The following data item has been retired from v10:

• Cancer Care Plan:
  • HA8210 - Splenomegaly Indicator (CLL)
  • HA8320 - Number of Abnormal Nodal Areas (Follicular)
  • HA8320 - Number of Abnormal Nodal Areas (DLBCL)
  • HA8330 - Primary Extranodal Site (Hodgkin Lymphoma)
  • HA8270 - Extramedullary Disease (ALL)
• Laboratory Results:
  • HA9200 - European Leukaemia Net (ELN) Genetic Risk (AML)
• Diagnosis:
  • CT7160 - FAB Classification
• Molecular and Biomarker:
  • CT6260 - ALK FUSION STATUS FOR ALCL

TNM Staging is not collected for Haematological cancers. However, the following staging data items are required for all relevant cases:

• CLL – Binet stage
• Myeloma – R-ISS stage
• All Lymphomas – Ann Arbor Stage
  • including if known, Ann Arbor Symptoms, Ann Arbor Extranodality, Ann Arbor Bulk and Ann Arbor Splenic Involvement

The following three data items are CTYA Only, to help complete the ‘Toronto Childhood Staging System’ international benchmarking project:

• Non Hodgkin Lymphoma – Murphy (St Jude) Stage
• Acute Lymphoblastic Leukaemia – Children’s Oncology Group (COG) Staging System Stage
• Acute Myeloid Leukaemia – Central Nervous System Involvement

Additionally, the following prognostic indicators are also required:

• CML – Sokal Index
• Myelodysplasia: IPSS-R
• Follicular lymphoma: FLIPI2 Index
• DLBCL – (R)IPI Index Score
• Nodal T-Cell Lymphoma – IPI Index Score
• Mantel Cell – MIPI Index Score
• Hodgkin Lymphoma – Hasenclever Index (Only applicable to advanced Stage 3 and 4 disease)

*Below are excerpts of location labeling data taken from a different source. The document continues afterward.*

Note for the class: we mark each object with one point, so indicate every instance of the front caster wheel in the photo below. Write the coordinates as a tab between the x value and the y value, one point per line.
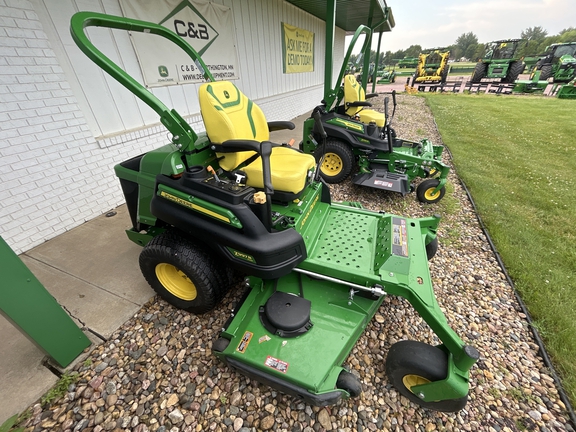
412	363
425	191
432	248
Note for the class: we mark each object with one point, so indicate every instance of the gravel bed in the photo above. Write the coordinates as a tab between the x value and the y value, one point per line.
157	373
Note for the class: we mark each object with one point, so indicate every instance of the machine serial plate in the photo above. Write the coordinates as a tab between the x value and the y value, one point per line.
399	237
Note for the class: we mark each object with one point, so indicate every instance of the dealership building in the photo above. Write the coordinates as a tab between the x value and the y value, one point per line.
64	123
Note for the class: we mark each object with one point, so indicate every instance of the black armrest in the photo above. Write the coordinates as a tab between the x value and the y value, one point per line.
280	125
358	103
232	146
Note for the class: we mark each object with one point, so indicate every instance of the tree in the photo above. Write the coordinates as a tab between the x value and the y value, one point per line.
534	33
531	48
413	51
568	35
464	41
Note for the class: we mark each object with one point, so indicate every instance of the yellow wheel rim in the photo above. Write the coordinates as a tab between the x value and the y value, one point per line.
410	381
176	281
332	164
430	195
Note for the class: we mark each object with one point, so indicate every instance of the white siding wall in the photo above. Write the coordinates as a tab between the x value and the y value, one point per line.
64	124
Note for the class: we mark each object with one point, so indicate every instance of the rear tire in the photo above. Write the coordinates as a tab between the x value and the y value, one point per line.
184	273
411	363
425	191
338	160
515	69
479	72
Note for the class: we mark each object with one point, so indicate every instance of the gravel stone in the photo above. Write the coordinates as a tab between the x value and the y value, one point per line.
134	384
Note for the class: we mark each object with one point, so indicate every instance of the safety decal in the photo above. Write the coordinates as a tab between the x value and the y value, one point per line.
383	183
243	345
274	363
399	237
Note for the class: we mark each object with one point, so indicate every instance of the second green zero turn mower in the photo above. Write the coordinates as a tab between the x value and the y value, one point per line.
362	137
209	205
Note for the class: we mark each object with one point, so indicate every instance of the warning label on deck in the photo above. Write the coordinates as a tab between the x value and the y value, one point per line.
274	363
399	237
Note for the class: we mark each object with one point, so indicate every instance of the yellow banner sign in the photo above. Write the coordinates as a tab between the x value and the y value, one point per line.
297	49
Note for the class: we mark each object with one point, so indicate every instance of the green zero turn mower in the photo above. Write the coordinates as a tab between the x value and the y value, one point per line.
361	136
206	206
501	62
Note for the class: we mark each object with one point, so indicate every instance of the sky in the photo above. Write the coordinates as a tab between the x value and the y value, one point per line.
438	23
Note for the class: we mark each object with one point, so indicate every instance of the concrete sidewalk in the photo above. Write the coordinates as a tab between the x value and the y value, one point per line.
93	273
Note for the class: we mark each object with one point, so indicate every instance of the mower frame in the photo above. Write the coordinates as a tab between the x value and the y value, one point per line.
335	260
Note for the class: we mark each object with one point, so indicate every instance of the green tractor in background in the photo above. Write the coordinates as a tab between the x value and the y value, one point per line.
361	142
500	61
432	66
209	206
558	63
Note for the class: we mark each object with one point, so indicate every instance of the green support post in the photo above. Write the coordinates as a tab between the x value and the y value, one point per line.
31	308
329	61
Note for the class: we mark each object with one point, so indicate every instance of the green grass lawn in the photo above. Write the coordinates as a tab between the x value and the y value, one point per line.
517	156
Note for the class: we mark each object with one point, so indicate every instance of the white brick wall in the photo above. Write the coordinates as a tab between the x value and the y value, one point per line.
54	174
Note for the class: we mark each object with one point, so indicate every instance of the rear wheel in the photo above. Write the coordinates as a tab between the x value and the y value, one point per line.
184	273
515	69
338	160
479	72
425	191
412	363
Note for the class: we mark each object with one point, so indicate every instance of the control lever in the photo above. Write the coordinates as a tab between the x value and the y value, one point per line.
211	171
320	129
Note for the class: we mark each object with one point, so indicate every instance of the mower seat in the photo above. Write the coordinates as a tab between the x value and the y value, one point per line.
355	101
229	115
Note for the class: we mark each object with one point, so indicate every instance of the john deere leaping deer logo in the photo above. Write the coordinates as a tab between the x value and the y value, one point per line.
163	71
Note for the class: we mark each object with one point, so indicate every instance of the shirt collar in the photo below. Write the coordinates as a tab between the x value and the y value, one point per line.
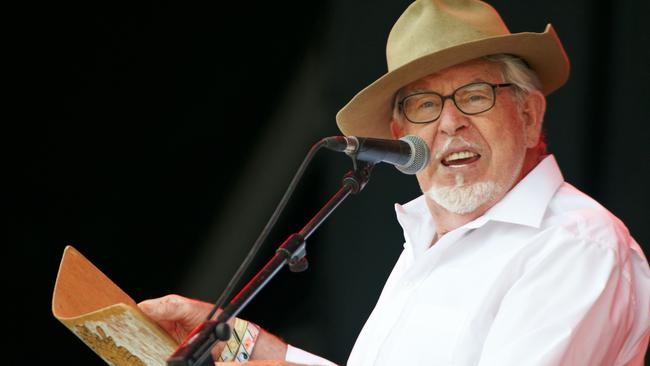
525	204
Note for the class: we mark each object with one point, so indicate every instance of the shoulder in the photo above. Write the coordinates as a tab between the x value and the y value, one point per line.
580	217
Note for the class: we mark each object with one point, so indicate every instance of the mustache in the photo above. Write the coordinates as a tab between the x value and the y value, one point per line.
442	151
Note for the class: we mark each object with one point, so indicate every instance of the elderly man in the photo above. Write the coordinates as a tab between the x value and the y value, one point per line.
504	263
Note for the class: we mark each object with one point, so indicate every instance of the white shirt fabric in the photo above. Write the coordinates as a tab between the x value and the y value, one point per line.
547	276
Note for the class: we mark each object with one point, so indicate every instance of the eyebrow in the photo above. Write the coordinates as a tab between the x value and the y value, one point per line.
400	93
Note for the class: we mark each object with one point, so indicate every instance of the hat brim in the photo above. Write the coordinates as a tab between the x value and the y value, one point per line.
369	112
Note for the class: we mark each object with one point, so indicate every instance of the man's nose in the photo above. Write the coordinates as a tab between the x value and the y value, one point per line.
452	119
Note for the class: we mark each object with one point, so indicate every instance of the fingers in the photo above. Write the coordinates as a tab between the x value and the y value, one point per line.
170	308
176	314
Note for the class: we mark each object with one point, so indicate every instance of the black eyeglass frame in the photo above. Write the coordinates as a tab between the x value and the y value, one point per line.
451	96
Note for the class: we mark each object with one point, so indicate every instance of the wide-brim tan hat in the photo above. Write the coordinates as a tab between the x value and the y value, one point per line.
432	35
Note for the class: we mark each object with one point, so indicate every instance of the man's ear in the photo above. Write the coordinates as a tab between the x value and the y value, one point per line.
396	130
532	112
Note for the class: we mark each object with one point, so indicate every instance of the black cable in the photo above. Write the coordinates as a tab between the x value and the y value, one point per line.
267	229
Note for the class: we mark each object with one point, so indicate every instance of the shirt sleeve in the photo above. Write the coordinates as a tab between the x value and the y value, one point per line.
299	356
574	307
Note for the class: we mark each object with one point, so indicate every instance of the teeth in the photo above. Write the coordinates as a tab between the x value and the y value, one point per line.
460	155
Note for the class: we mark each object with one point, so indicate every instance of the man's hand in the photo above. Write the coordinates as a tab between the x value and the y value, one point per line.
260	363
179	315
176	314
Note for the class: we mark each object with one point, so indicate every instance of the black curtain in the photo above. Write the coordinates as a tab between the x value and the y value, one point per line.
157	138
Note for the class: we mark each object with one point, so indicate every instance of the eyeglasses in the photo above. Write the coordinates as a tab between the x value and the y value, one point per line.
470	99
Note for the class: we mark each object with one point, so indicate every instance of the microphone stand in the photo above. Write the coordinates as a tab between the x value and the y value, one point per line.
195	349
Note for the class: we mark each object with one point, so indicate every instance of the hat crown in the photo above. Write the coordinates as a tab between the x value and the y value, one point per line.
428	26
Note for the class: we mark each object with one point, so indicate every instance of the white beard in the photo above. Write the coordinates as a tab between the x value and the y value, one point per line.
461	199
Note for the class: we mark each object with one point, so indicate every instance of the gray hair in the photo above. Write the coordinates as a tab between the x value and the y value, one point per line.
516	71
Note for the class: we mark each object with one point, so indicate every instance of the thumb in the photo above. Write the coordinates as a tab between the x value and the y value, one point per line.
170	308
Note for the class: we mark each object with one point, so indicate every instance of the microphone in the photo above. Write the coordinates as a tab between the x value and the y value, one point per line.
409	155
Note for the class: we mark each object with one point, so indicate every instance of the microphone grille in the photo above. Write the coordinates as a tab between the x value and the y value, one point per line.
419	155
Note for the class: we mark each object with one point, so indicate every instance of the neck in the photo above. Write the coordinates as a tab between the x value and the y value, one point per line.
447	221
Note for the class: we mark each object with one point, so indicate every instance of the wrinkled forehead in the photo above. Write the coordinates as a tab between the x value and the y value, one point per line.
449	79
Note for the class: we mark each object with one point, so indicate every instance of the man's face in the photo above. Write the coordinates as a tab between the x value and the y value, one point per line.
475	159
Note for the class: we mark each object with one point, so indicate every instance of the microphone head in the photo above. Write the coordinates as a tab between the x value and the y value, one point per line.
419	155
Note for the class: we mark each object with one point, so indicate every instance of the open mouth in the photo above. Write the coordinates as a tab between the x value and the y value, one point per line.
460	158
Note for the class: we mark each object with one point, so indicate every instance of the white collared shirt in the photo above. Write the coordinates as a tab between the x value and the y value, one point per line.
547	276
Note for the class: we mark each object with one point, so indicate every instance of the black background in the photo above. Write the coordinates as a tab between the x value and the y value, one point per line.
157	137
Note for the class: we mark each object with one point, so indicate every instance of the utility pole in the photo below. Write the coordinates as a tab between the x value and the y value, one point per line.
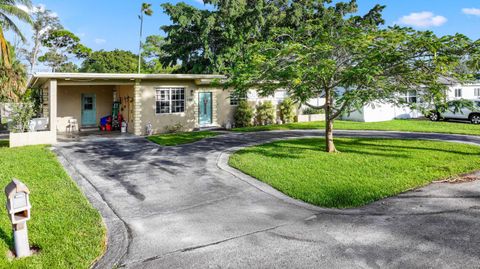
145	10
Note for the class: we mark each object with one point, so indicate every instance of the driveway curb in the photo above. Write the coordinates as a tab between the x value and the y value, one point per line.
117	236
222	162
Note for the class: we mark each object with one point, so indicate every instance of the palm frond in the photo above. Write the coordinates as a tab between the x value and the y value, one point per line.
4	50
6	22
16	12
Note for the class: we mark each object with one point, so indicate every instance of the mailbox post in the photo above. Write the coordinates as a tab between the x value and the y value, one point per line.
18	208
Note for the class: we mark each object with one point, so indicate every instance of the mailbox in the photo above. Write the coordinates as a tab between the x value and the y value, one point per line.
18	202
18	208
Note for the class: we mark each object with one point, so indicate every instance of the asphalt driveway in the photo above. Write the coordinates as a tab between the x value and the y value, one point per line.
175	207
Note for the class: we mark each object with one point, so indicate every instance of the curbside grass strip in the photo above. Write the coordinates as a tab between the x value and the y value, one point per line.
222	163
118	238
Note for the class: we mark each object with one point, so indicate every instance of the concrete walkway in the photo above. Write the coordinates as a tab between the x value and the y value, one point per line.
175	207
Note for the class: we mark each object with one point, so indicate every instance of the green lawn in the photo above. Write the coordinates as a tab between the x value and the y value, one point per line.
180	138
68	231
367	169
393	125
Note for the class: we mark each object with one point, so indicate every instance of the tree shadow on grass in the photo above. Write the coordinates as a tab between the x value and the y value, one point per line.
4	144
372	147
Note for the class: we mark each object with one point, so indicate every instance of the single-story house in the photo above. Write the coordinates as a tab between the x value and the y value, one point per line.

Lymphoblastic lymphoma and lymphoblastic leukaemia are now known to be the same entity. This is reflected in the latest ICD-O-3 coding update which assigns the same morphology code to both and uses the combined term 'lymphoblastic leukaemia/lymphoma'.

Historically different codes were assigned to lymphoblastic lymphoma and leukaemia and ICD10 coding still distinguishes between these 2 groups. The coding list below therefore retains the separate ICD10 codes (C83.5 and C91.0) but assigns the same ICD-O-3 codes to each pair of diseases. (Further detail can be provided if required).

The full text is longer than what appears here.